O esvaziamento da proposta do ministro da Saúde, Arthur Chioro, em defesa de uma nova contribuição sobre movimentações financeiras, e das críticas ao ajuste fiscal no congresso do Partido dos Trabalhadores (PT) fortalece a posição do ministro da Fazenda, Joaquim Levy, e confere maior unidade à ação do governo na área econômica. A identificação de novas fontes de financiamento para o orçamento da saúde continua, no entanto, como uma pauta recorrente no governo e no seu partido.
A nota oficial do Ministério da Saúde, que marcou o recuo das declarações de Chioro, foi acompanhada pela retirada da menção à defesa do retorno da Contribuição Provisória sobre Movimentação Financeira (CPMF) no documento final do congresso petista. Mais do que isso, os integrantes do partido tiveram que digerir, em nome da preservação dos interesses do governo de Dilma Rousseff, a ausência de críticas formais ao processo de ajuste fiscal conduzido pela equipe econômica.
A introdução da proposta de retorno da CPMF acarretaria dificuldades adicionais junto ao Congresso Nacional e aos agentes econômicos, que resistem ao aumento da carga tributária. Ainda mais se isso acontecesse com a tentativa de ressuscitar uma contribuição marcada pela polêmica e questionada pelo seu amplo impacto na economia. Com as medidas propostas para o ajuste fiscal ainda em processo de votação no Legislativo, uma agenda como essa atravessaria as difíceis negociações que restam no Congresso.
Mas a iniciativa da Chioro, que chegou a dar conta de suas conversas com a maioria dos governadores para buscar alternativas ao financiamento da área de saúde, não ocorreu de forma aleatória. Em meados do último mês de abril, o ministro participou da audiência em que Dilma Rousseff recebeu, pela primeira vez, os integrantes do Conselho Nacional de Saúde (CNS), que conta com extensa representação de todos os estados brasileiros. No encontro, a presidente afirmou, segundo relato dos participantes, que seria necessário encontrar novos caminhos para custear a área da saúde.

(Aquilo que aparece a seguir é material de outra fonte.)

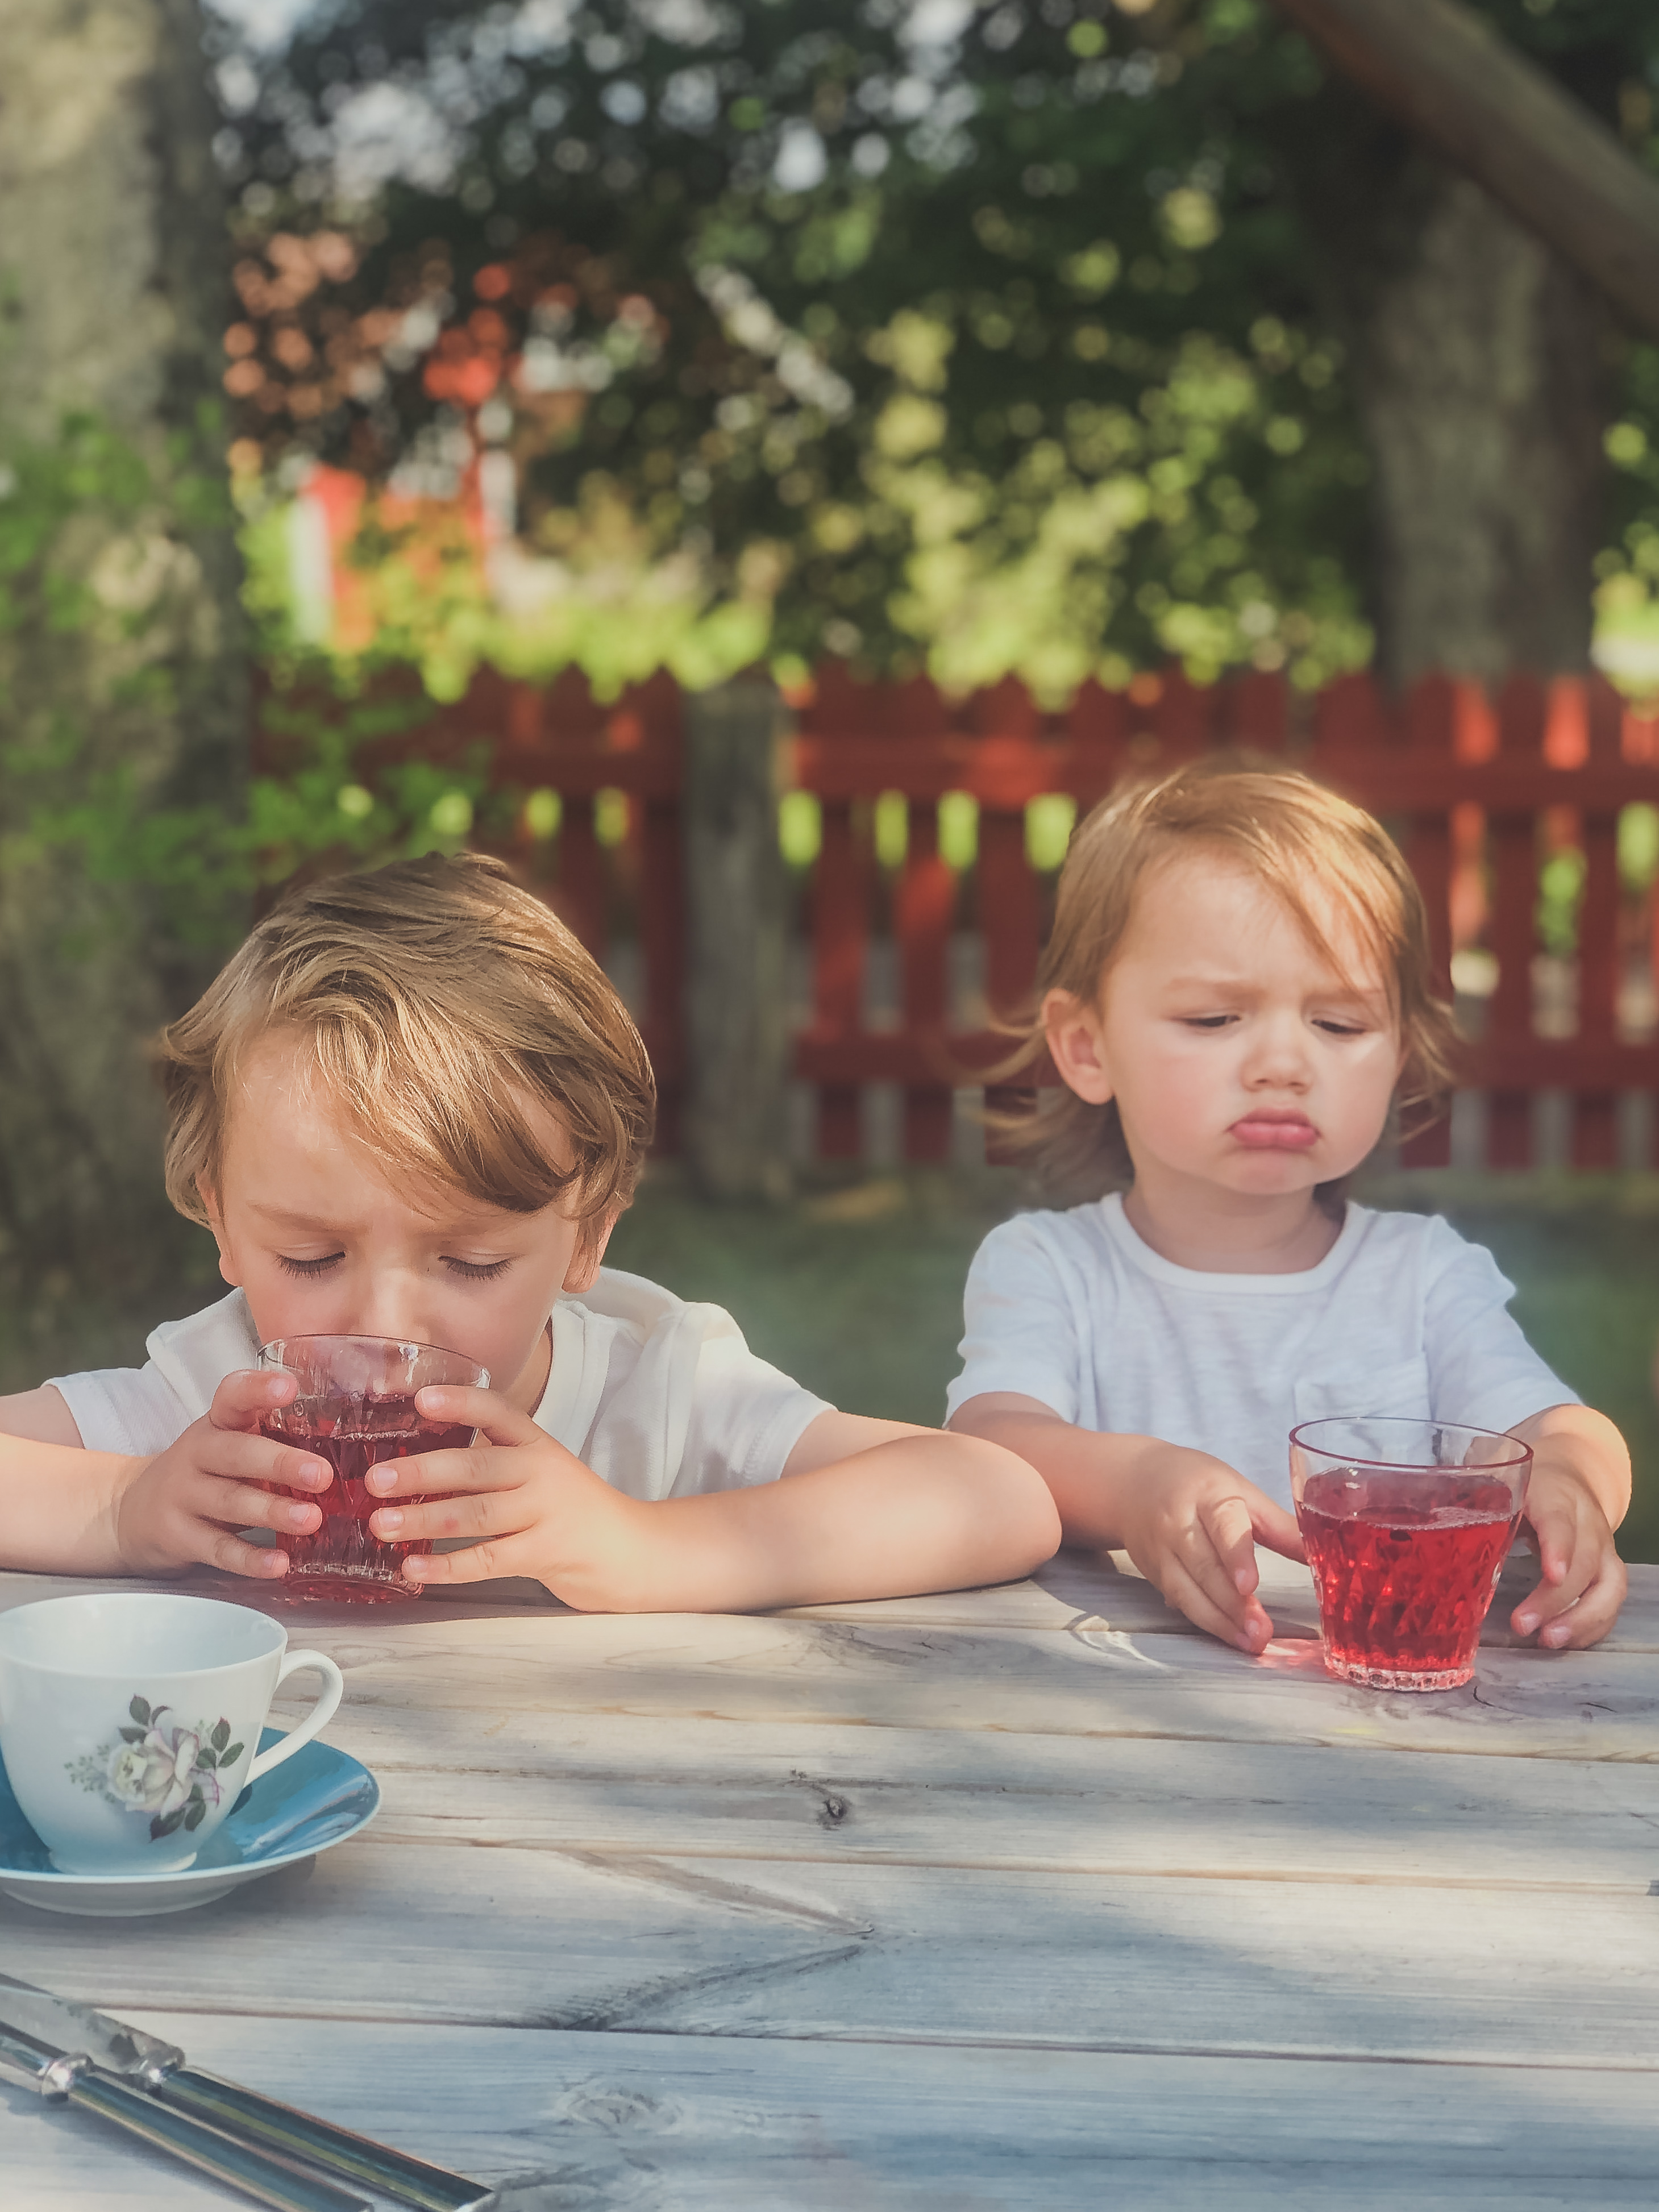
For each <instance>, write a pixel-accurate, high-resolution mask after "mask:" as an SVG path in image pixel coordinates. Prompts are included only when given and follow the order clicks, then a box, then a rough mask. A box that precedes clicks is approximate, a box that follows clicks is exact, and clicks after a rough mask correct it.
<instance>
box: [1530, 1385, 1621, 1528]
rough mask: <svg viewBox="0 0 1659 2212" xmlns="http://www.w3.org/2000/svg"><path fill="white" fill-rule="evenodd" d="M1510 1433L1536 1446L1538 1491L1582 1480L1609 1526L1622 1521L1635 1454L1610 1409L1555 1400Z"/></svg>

A partir da reunião do CNS, de acordo com fontes consultadas, Chioro articulou contatos com representantes dos governos estaduais para discutir a viabilidade de adoção de um novo modelo de contribuição sobre a movimentação financeira. A intenção de limitar a cobrança aos valores de maior expressão, preservando a classe média do impacto do novo tributo, foi destacada pelo ministro da Saúde na entrevista que concedeu na última sexta-feira. A viabilidade técnica desse modelo permanece como uma incógnita.
Na conversa com o apresentador Jô Soares, ainda na sexta-feira, a presidente também tocou nesse ponto, ao afirmar que a saúde “precisa de dinheiro”, sem detalhar, no entanto, o que poderia ser feito para viabilizar um maior volume de recursos para a área. Na mesma entrevista, ela frisou que a votação no Congresso responsável pelo fim da validade da CPMF, em 2007, retirou da saúde cerca de R$ 40 bilhões por ano. E sugeriu que fossem contabilizadas as perdas para a área da saúde ao longo dos anos em que o tributo deixou de ser cobrado.
Os contatos desencadeados por Chioro encontram respaldo nessa visão e na tentativa de repetir a bem-sucedida experiência do ex-ministro da Saúde Adib Jatene, no período do governo de Fernando Henrique Cardoso, nos anos 1990. Naquela época, foram os apelos de Jatene pela necessidade de garantir recursos suficientes para a saúde que quebraram a resistência à criação do novo tributo. Ou seja, ao invés de se vincular o aumento da carga tributária apenas aos números do ajuste fiscal, busca-se utilizar a destinação para a área de saúde como um discurso eficaz de convencimento.
De qualquer maneira, a reação pública do ministro da Fazenda às declarações de Chioro e o esforço do Palácio do Planalto para alinhar o congresso do PT às diretrizes da política econômica oficial mostram que o governo não quer correr o risco de comprometer as chances de sucesso do ajuste fiscal. Para isso, é fundamental que Joaquim Levy não perca as rédeas da gestão econômica com uma iniciativa paralela às medidas que desenhou no pacote de corte de gastos e aumento de receita. A rapidez com que foram esvaziadas as declarações do ministro da Saúde foi um sinal concreto nessa direção.